PolicyIterationSingular(
  G0,
  G1,
  k,
  uopt,
  iter.max = 1000,
  tol = 1e-12,
  do.minimize = TRUE
)

Arguments

G0

The generator of the uncontrolled system

G1

A list of generators for each control

k

The running cost

uopt

A list of functions returning optional controls. See details.

iter.max

= 1000 Maximum number of iterations

tol

= 1e-12 Tolerance for convergence

do.minimize=TRUE

Value

A list containing V: The value function, as a vector with an element for each state u: The optimal controls, as a matrix with a row for each state and a column for each control pi: The stationary distribution for the controlled system gamma: The expected running cost in stationarity

Details

Specifying optimal controls: Each control variable has an element in the list G1 of generators, and an element in the list uopt of optimal controls.

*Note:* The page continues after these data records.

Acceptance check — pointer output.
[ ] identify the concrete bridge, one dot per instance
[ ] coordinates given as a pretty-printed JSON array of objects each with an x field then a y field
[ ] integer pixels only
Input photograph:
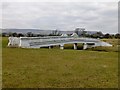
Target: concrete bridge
[{"x": 49, "y": 41}]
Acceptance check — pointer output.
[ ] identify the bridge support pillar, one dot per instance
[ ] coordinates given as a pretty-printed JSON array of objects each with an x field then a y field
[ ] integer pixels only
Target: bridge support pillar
[
  {"x": 75, "y": 46},
  {"x": 61, "y": 46}
]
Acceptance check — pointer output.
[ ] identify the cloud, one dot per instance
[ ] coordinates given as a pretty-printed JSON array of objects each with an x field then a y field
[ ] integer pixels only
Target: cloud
[{"x": 63, "y": 15}]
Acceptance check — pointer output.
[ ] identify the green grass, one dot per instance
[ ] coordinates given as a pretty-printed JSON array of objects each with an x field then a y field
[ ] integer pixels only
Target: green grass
[{"x": 51, "y": 68}]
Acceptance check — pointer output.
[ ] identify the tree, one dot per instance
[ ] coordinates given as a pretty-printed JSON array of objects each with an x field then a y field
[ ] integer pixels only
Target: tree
[{"x": 117, "y": 35}]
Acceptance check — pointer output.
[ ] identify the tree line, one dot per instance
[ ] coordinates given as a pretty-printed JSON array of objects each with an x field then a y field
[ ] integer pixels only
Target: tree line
[{"x": 57, "y": 33}]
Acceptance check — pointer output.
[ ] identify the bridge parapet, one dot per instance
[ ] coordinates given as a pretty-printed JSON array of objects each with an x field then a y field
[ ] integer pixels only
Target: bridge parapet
[{"x": 37, "y": 42}]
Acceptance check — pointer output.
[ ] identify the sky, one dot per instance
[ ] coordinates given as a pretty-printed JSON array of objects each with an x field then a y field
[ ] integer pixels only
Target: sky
[{"x": 93, "y": 16}]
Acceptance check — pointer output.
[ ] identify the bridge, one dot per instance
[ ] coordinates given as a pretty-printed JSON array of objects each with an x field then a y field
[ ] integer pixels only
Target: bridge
[{"x": 49, "y": 41}]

The function uopt[[i]] is applied to G1[[i]]*V, where V is the value function. The result is the optimal value of the control, in each possible state.

The final generator for the controlled system is obtain as G0 + sum(Diagonal(u[[i]])*G1[[i]]) where the sum is over the controls i.

Examples

require(SDEtools)

## Fisheries management dX = X*(1-X)*dt - U*dt + sigma*X*dB
sigma <- 0.5
## Rewrite in advection-diffusion form
D <- function(x) 0.5*sigma^2*x^2
Dp <- function(x) sigma^2*x
u <- function(x) x*(1-x) - Dp(x)

# Spatial grid - concentrated around 0
xi <- seq(0,sqrt(3),length=201)^2
xc <- 0.5*(head(xi,-1) + tail(xi,-1))

# Generator for the unfished system, and for fishing
G0 <- fvade(u,D,xi,'r')
G1 <- fvade(function(x)-1,function(x)0,xi,'r')

# Pay-off function
k <- function(u) sqrt(u)

# Optimal control - really 1/4/V'(x)^2, but avoid V'<=0, and do not
# fish in the lowest element in state space, to avoid degeneracies
uopt <- function(dV) { u <- 0.25/pmax(1e-6,-dV)^2; u[1] <- 0 ; return(u)}

sol <- PolicyIterationSingular(G0,list(G1),k,list(uopt),do.minimize=FALSE)

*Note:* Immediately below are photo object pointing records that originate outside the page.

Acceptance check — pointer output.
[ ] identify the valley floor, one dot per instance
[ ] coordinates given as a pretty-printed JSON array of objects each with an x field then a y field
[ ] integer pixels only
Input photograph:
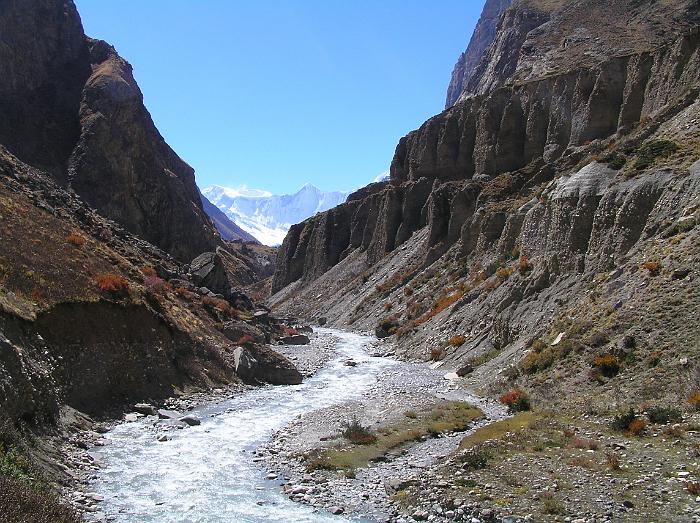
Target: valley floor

# Plots comparing with analytical solution: V(x) = 0.5*log(x), u(x)=x^2
par(mfrow=c(1,2))
i1 <- sum(xi<1) # Identify state corresponding to x=1, for shifting V
plot(xc,0.5*log(xc),type="l",ylim=c(-2,0.6),xlab="x",ylab="Value function")
points(xc,sol$V - sol$V[i1])
plot(xc,xc^2,type="l",xlab="x",ylab="Control")
points(xc,sol$u)